Here’s how these measures would work:
• Assess your floater’s potential.
It’s difficult enough getting full-time salaried nurses to work your unit. But concentrating on incentives in getting nurses from other units and part-timers to form the pool may pay dividends, says Strzalka. It takes effort to find such personnel. Yet, many nurses are willing to work part-time or prefer working on certain shifts. Again, it’s a matter of searching them out, which requires planning and patience.
Then again, money is an incentive, if your department can spring for it and pay floaters more than they might get elsewhere.
"Money is always a great incentive," Strzalka notes. Of course, it’s difficult with cutbacks and budget constraints, but if you need the staff money will attract any of us, she adds.
• Determine your existing and future levels of need.
Except for the occasional periods of mass sick calls or staff turnovers that leave you seriously under-staffed, the unit will likely know its staffing needs by the week or month, Bergmooser says.
The pool should be looked at as a reserve, not a permanent nursing assignment resource.

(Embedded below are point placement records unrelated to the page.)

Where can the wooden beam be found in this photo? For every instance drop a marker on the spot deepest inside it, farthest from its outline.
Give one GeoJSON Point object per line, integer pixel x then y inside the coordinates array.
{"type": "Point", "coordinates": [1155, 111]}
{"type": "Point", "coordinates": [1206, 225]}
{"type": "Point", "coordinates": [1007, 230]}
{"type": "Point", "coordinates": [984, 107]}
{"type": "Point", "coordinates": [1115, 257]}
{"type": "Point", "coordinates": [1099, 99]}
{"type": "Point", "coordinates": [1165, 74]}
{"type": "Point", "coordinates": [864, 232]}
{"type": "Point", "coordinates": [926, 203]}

Therefore, managers should be able to predict ahead of time their propensity for spot shortages and their corresponding dependency on a pool nurse.
Weekends, evenings, or nights might be the time of greatest exposure. By anticipating these events and making mental notes about staffing for those shifts, supervisors won’t be caught short in most cases, Strzalka says.
Management isn’t likely to allow you to staff up permanently in this manner, but for high-risk occasions, the pool will serve as an ace up the sleeve, she adds.
• Fit the floater to the task.
Assess the floater and develop a long-term relationship with that individual, Strzalka adds. Charge nurses can plan ahead by discussing a potential floater’s experience and skill levels.
If the individual possesses the minimum qualifications for the CCU, the charge nurse can find an assignment suitable for that individual. Perhaps the floater can help with taking vitals or transferring patients, which require nursing skills but not necessarily critical care expertise, Strzalka notes.
What’s important is to bring the floater into the unit’s culture and cultivate a lasting mutually beneficial relationship with the person. But again, Strzalka notes, this takes an investment of time and effort from management.
• Be realistic.
Determine the effect the reliance on a pool nurse will have on your unit’s ongoing, long-term staffing needs. If you need additional permanent personnel, the resource pool will be a disappointment because it was not designed to offer nurses full-time employment, Bergmooser says.
• Guide the floater’s integration to the unit.
The process can begin with a brief orientation. Two years ago, Bergmooser devised a help list to facilitate "a smooth unit-to-unit transition" for nurses pulled from other departments. The list, Shared Staffing Help List, was actually an information fact sheet that serves as a transitioning tool to brief outside nurses on the specific duties required in the unit.
The tool also helps prospective floaters and unit supervisors determine whether the pool nurse’s skills and experience fit the responsibilities of the unit, Bergmooser says. One of the virtues of the help list, according to Bergmooser, is that it can be fashioned in any desirable way but also covered the essentials.
The essentials consist of background unit information, shift-report formats, charge responsibilities, and nursing documentation requirements. But the list also contains information of personal interest such as break times, lunch hours, locations of restrooms, nursing supplies, and medical equipment.
These secondary "issues may not seem important, but they help to familiarize the [pool] nurses with what to them must be an unfamiliar place, and helps break the ice by showing that management has thought of almost everything," Bergmooser says.